Given the insistent reports pointing to the consultant boasting the representation of media outside Buenos Aires with the endorsement of that journalistic institution, ADEPA issued an internal press release to alert its members.
“Given consultations received by our entity, we must inform that ADEPA has no commercial relationship with communication agencies which manage the publicity of public or private companies for the media industry,” it said.
Obsession
Milei has already made it explicit that he has a personal issue with Jorge Fontevecchia, the co-founder of Editorial Perfil, and its flagship newspaper and publications.
During tirades on social networks the President usually refers to Fontevecchia as “Tinturelli”, and in an interview with Alejandro Fantino he forecast that “now, since he has no pauta, it’s going bust, good!”.
Fontevecchia later answered to Milei on his radio programme. “Look, Mr President. The dictatorship couldn’t break us. Menem couldn’t break us during the 30 trials and the murder of [Noticias photographer] José Luis Cabezas. Néstor Kirchner couldn’t break us giving us zero pauta. You won’t be able to either.”
Discrimination with state advertising is a long-standing issue in Argentina. During the Kirchernite administrations, Noticias and other media outlets from the publishing house were marginalised.

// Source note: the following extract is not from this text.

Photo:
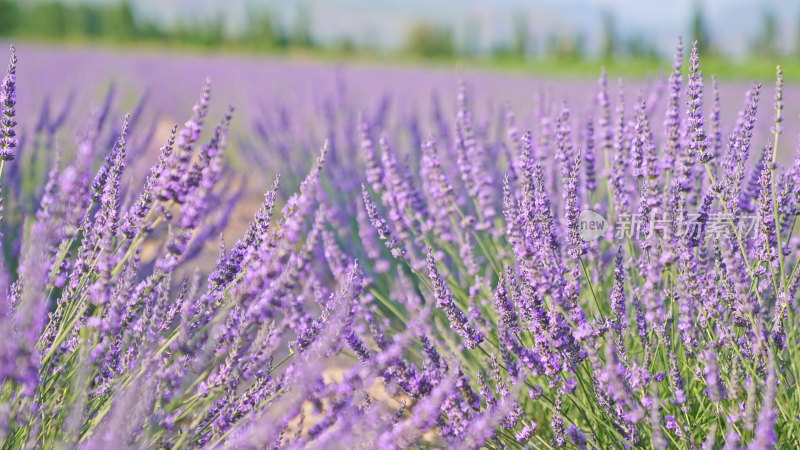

Former president Néstor Kirchner’s then-media secretary Enrique Albistur went as far as to file criminal lawsuits against journalists from the magazine and request for their imprisonment. Why? For having investigated the million-peso discretionary system of payments and returns that his government had mounted for state advertising.
That trial went up in smoke, as did another, which Perfil commenced against that government, but it did eventually end up with the Supreme Court ruling which proved the publishing house right and ordered the state to compensate it for years of discrimination and pressure.
Now, once again, a government uses state publicity as both the carrot and the stick. Old habits die hard in Argentina.